When the NCAA Board of Governors—the group of presidents who make the final decisions on policy—contemplated shutting down the Fall Sports championships (other than football), the Power Five, according to various reports, discussed holding their own championships.
The NCAA eventually laid out some guidelines to hold the Fall Sports. But this episode again revealed the conflict between the two bodies.
**--Name, image and likeness legislation: It is going to happen. In fact, should players choose to opt out of this season due to concerns about the virus, they will be eligible to start taking endorsement opportunities immediately. The NCAA has tried wrangle Congress into giving it an anti-trust exemption for the NIL legislation it proposes. That would keep the athlete from suing if he or she felt he had been mistreated by process.

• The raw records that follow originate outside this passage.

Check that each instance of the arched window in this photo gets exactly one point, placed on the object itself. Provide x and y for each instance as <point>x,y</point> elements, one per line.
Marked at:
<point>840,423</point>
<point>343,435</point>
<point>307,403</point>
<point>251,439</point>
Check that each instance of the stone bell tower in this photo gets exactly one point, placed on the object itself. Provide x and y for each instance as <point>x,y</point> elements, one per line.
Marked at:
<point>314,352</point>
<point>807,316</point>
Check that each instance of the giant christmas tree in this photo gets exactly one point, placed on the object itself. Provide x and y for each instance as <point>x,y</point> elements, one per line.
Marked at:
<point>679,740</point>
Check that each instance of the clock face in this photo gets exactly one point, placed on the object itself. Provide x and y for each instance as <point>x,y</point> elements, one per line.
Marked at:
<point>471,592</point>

The NCAA is also proposing that athletes cannot be classified as “employees” thus taking away their rights to unionize.
In this environment the public empathizes more than ever with the players who are being asked to play under these uncertain conditions. NIL is going to happen and it’s going to happen in time to be voted upon in January.
**--Athletes rights: Before the pandemic there had been various movements on this front. Now things are moving at warp speed.
In the past few days the athletes of two Power Five Conferences (Pac-12, Big Ten) have presented a united front asking—actually demanding--a whole host of benefits.
They want extended health care for six years after they leave school, so that they don’t have to pay medical expenses for football-related injuries.
They want a third-party decision-maker on health risks who has no connection to the athletic department.
The Pac-12 athletes said they want 50 percent of the revenues generated from college football to be paid directly to the players. That’s not going to happen for a host of reasons. But the boldness of the request is something we would not have seen before the pandemic. Does this movement grow?
Players who are concerned about the virus have been given the ability to “opt out” of their season and still retain their scholarship. Would that have happened before the coronavirus? Don’t think so.
**--Football scheduling: As we sit here today, we don’t know if there will even be a college football season. But if there is, it will be one of radical change. Four of the Power Five conferences have committed to playing 10 conference games (the Big 12 will play nine), significantly upgrading the product for their television partners and the fans. The SEC is playing a 10-game conference-only schedule, something that was unthinkable before the pandemic.
Fans have long complained about the cupcakes on the football schedules. In response the schools have improved non-conference scheduling that kicks in a few years from now. But because of the pandemic, this change had to happen now. Will it last beyond this season? My sense is the fans are going to really like all of those conference games.
**--Athletes and social justice: In the past college athletes have sometimes used their platforms for public good and to raise awareness for special causes. But the death of George Floyd at the hands of the Minneapolis Police on May 25 changed the country. And it changed the way college athletes view their purpose.
In the process this group of college athletes has found its voice and are going take advantage of it. The NCAA cleared the way for athletes to wear patches with social justice messages on their jerseys during competition.
The smart coaches have already learned that they must support their players in this effort. This is not a short-term change. This change came fast but it is permanent.